These drugs should always be accompanied by inhaled steroids

Jul 27, 2006 08:12 GMT  ·  By

Dr Vassilis Vassiliou and Dr Christos Zipitis, from Addenbrooke's Hospital, Cambridge, have recently warned against the common use of drugs that help reducing asthma symptoms. In their article published in the Journal of the Royal Society of Medicine, the two medical experts called on the European watchdog concerned with medicines.
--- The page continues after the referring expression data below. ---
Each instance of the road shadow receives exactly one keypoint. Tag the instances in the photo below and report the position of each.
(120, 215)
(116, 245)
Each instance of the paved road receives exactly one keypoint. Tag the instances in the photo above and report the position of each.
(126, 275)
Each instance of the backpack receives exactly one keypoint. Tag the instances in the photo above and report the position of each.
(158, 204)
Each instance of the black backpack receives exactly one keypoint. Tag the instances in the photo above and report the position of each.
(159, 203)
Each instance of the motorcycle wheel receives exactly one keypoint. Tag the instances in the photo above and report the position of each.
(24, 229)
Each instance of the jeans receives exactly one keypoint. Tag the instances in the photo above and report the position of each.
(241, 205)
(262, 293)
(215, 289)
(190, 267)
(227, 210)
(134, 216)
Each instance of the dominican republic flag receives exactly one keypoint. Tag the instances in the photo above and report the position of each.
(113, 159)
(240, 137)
They expressed their worries about how the saleterol and formoterol drugs might lead to a raise in the number of severe asthma attacks.

"The US Food and Drug Administration warned in July last year that salmeterol may be associated with rare serious asthma episodes or asthma-related deaths and it is crucial the European Medicines Agency follow. While there is provision in the British Thoracic Society guidelines for LABA drugs to be discontinued if they are not deemed useful after a trial period, this is not being reinforced. It is critical that current evidence on asthma drugs is incorporated in clinical practice," the authors of the medical article stated.
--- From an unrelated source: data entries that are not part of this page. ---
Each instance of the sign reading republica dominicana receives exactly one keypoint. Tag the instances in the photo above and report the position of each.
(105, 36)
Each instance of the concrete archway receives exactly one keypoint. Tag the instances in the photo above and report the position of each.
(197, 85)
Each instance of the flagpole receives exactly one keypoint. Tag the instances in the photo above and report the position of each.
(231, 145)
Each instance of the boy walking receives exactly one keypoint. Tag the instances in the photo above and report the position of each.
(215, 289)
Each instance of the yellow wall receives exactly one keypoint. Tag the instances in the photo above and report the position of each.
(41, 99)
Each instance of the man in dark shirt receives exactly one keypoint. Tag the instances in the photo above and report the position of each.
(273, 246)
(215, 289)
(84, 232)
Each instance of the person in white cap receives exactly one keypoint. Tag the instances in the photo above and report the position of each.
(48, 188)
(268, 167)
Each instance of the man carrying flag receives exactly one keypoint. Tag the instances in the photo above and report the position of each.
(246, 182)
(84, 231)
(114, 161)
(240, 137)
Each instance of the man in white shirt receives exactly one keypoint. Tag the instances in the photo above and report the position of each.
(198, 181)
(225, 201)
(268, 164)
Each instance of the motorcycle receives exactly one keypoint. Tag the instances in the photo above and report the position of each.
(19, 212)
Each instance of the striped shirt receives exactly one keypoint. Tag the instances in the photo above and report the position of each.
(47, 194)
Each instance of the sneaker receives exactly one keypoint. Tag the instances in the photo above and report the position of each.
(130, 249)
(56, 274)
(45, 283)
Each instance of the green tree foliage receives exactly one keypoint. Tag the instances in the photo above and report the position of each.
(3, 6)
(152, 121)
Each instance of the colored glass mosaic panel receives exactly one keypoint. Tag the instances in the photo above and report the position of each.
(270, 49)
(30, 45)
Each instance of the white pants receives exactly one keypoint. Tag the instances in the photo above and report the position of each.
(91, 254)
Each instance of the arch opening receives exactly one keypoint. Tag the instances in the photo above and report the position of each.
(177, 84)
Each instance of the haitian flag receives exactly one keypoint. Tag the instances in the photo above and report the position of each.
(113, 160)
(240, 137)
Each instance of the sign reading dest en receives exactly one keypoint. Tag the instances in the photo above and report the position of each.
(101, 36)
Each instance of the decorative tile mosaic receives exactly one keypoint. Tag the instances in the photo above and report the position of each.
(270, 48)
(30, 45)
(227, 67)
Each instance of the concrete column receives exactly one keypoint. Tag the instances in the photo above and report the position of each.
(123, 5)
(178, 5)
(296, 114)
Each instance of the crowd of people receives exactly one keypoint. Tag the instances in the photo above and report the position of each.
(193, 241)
The two drugs - saleterol and formoterol - that could bring about higher mortality rates in the range of asthmatics that commonly use them are known as Long-Acting Beta-Agonist drugs (LABA). Dr. Vassiliou and Dr. Zipitis claim that these drugs should not be recommended by physicians to so many patients, ad libitum, and always accompanied by inhaled steroids.

"We are seeing an increasingly worrying trend where chronic asthma sufferers, mainly children, are being treated solely by LABA drugs. LABA on its own is not safe and this monotherapy is neither supported by current evidence nor encouraged by the current British Thoracic Society guidelines," Dr. Vassilis Vassiliou argued.